Il me semble que les rapports hommes / femmes aux Etats-Unis sont plus durs que chez nous. C’est une société violente. Les
hommes se sont peut-être sentisagressés par cette réflexion des femmes sur elles-mêmes, et cela les a peut-être amenés à réfléchir à
leur propre identité.
A chaque fois que les femmes réfléchissent sur elles-mêmes en tant que sexe, ou remportent une victoire, les hommes s’inquiètent.

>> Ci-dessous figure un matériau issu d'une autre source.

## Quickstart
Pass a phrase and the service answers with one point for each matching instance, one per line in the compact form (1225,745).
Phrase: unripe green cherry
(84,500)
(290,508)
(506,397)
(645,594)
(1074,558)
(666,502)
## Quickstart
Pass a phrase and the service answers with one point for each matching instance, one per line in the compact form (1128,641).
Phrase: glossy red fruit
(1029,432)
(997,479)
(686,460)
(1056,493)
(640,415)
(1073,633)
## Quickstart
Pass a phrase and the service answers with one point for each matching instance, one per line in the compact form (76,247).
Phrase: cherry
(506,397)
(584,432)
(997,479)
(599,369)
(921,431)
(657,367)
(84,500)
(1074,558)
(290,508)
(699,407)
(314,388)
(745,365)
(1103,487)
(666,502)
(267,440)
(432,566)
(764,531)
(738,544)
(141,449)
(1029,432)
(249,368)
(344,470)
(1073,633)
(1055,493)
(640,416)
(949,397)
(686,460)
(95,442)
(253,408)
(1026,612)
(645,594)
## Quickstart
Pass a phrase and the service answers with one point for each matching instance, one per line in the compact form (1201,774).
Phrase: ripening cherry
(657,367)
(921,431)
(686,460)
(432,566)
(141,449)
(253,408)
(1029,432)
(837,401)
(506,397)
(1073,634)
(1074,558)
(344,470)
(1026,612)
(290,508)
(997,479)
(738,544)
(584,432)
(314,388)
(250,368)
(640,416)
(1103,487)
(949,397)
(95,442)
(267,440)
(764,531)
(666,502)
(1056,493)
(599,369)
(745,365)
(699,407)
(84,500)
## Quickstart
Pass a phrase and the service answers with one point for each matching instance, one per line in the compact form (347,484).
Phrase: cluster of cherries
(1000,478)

Les hommes hétérosexuels sont plus qu’ inquiets, car ce sont eux que cela dérange le plus. Ils se disent : « mais si elles prennent ce
pouvoir, si elles font ce que nous faisons, si elles veulent la politique, l’écriture, la création, qu’est-ce qui va nous rester ? ». Les
réactions varient : tantôt une misogynie plus accentuée, tantôt une réflexion sur soi. Cette réflexion s’est produite dans les pays
européens, en Allemagne, en Angleterre, en France, entre 1900 et 1914, il y a eu un féminisme très actif dans les mouvements
féministes, bien sûr, mais aussi dans la réflexion des femmes sur elles-mêmes. On a vu des femmes s’affermir et revendiquer des
professions qu’elles n’avaient jamais exercé, ce qui pour l’époque était quand même hardi.
A l’époque Otto Weininger, un Viennois, a publié son fameux « Sexe et caractère ». Il dit que le sexe masculin est le grand sexe, le sexe supérieur, car
c’est le sexe de la raison, de l’intelligence, de l’ordre. Mais, ajoute-t-il, les femmes qui sont le petit sexe, peuvent être dans le sexe masculin et viceversa.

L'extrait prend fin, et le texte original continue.